🧊 Code Compiler

Download and Compile a Full Codebase Dump Report for any GitHub repo or folder.

This script will compile a codebase and generate a report in markdown including each file. It will also count the number of tokens in the codebase. The output is in markdown format and perfectly formatted to be dropped into your favorite long context LLM for analysis.

It's a great way to explore and understand a codebase and has inadvertenly become a great way tool to archive our own codebase, and other open source projects not on github.

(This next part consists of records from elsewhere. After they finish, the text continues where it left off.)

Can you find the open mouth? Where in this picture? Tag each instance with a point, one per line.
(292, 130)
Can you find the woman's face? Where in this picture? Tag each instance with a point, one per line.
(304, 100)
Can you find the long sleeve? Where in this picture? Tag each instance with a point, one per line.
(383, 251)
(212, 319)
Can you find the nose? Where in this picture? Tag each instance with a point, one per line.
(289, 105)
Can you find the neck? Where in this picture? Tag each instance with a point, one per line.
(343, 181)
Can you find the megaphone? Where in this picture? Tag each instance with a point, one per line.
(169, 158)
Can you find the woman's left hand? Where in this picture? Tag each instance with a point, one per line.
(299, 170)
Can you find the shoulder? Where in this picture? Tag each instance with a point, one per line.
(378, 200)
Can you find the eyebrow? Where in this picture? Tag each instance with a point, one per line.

It's also a great way to understand the complexity of a codebase and to identify potential security risks.

More planned features coming soon! Feel free to contribute to the project or contact us to work with us!

David Tapang / david@crewbrain.ai / CREWBRAIN.AI

Features

1. Comprehensive Codebase Analysis

Scans and analyzes entire codebases, including local directories and remote GitHub repositories.
Supports multiple file types including Python (.py), TypeScript (.ts), JavaScript (.js), Markdown (.md), and plain text (.txt).
Configurable file type support allows easy addition or removal of supported languages.

2. Detailed File Analysis

Counts lines and characters for each file.
Calculates token count for each file using the tiktoken library, compatible with OpenAI's tokenization.
Provides a comprehensive overview of the codebase structure and complexity.

3. Flexible Report Generation

Generates detailed reports in Markdown format, perfect for integration with LLMs or documentation systems.
Customizable report types allow focusing on specific file types or combinations.
Includes a directory structure overview in the report for easy navigation of the codebase.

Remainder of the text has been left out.